There is a function for that in the List module. You can test it easily in F# interactive (fsi).

let input = [1;2;3];;
let output = List.splitInto 3 input;;

output;;
val it: int list list = [[1]; [2]; [3]]

So it returns a list of lists.

If you want to do it by hand, you can still use other list functions (which might be good exercise in itself):

let manualSplitInto count list =
    let l = List.length list
    let n = l / count
    let r = l % count
    List.append
        [(List.take (n+r) list)]
        (List.unfold (fun rest ->
                      match rest with
                      | [] -> None
                      | _ ->  let taken = min n (List.length rest)
                              Some (List.take taken rest, List.skip taken rest))
                     (List.skip (n+r) list))

Here, List.unfold does the iteration (recursing) part for you. So, if you really want to train working with recursive functions, you will end up writing your own List.unfold replacement or something more tailored to your concrete use case.

let pedestrianSplitInto count list =
    let l = List.length list
    let n = l / count
    let r = l % count
    let rec step rest acc =
        match rest with
        | [] -> acc
        | _ ->
            let taken = min n (List.length rest)
            step (List.skip taken rest) ((List.take taken rest) :: acc)
    List.rev (step (List.skip (n+r) list) [List.take (n+r) list])

Please observe how similar the implementation of function step is to the lambda given to List.unfold in manualSplitInto .

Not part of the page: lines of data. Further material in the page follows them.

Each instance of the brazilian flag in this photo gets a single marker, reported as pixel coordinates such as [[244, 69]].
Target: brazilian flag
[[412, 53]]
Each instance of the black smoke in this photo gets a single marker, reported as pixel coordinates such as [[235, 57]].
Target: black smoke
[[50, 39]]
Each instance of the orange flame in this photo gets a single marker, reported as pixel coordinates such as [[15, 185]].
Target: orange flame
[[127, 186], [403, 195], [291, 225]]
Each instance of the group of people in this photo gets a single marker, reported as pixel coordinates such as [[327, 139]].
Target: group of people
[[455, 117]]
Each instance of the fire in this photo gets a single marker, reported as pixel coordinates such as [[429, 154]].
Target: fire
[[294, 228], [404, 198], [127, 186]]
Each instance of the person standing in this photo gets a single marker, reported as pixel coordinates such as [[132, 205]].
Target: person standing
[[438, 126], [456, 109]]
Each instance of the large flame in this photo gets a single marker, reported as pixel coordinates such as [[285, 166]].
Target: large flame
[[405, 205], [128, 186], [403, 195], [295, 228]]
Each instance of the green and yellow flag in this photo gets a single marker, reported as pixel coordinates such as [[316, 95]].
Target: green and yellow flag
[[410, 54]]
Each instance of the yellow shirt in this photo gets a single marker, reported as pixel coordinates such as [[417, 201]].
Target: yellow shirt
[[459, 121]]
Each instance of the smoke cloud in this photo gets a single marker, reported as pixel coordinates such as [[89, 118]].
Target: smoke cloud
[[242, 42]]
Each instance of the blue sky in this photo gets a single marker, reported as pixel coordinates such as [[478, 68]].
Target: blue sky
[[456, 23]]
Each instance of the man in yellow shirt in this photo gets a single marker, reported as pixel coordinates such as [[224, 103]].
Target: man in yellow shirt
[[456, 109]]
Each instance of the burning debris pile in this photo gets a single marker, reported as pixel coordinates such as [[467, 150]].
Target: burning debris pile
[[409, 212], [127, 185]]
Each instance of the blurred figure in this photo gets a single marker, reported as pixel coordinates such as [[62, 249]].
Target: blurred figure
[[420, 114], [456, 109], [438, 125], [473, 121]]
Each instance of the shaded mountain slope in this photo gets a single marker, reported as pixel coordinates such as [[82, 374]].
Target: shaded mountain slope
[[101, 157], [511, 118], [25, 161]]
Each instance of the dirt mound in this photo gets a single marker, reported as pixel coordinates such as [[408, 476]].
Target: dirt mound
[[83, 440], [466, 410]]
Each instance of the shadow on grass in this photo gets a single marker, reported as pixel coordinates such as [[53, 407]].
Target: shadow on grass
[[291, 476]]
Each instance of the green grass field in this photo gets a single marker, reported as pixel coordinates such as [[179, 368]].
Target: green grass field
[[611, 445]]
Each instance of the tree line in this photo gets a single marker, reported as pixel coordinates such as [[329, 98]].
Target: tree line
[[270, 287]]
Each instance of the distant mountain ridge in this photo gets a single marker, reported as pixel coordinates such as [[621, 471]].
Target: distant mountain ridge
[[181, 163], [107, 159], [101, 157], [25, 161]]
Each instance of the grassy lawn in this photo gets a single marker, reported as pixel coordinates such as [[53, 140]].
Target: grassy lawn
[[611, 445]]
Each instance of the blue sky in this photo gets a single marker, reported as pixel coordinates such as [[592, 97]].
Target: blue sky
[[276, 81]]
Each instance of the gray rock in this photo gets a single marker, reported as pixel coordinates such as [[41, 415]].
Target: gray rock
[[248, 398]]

If you also do not want to use functions like List.take or List.skip , you will have to go even lower level and do element wise operations, such as:

let rec splitAtIndex index front rear =
    match index with
    | 0 -> (List.rev front, rear)
    | _ -> splitAtIndex (index - 1) ((List.head rear) :: front) (List.tail rear)
    
let stillLivingOnTreesSplitInto count list =
    let l = List.length list
    let n = l / count
    let r = l % count
    let rec collect result (front,rear) =
        match rear with
        | [] -> (front :: result)
        | _ -> collect (front :: result) (splitAtIndex n [] rear)
    let x = splitAtIndex (n+r) [] list
    collect [] x |> List.rev

Answer 3

If you know it will always be triplets then this should work.

let xs = [1..7]
let n = List.length xs
let y = List.mapi (fun i x -> (x, 3 * i / n)) xs
List.foldBack (fun (x, i) (a,b,c) -> match i with 0 -> (x::a,b,c) | 1 -> (a,x::b,c) | 2 -> (a,b,x::c)) y (([],[],[]))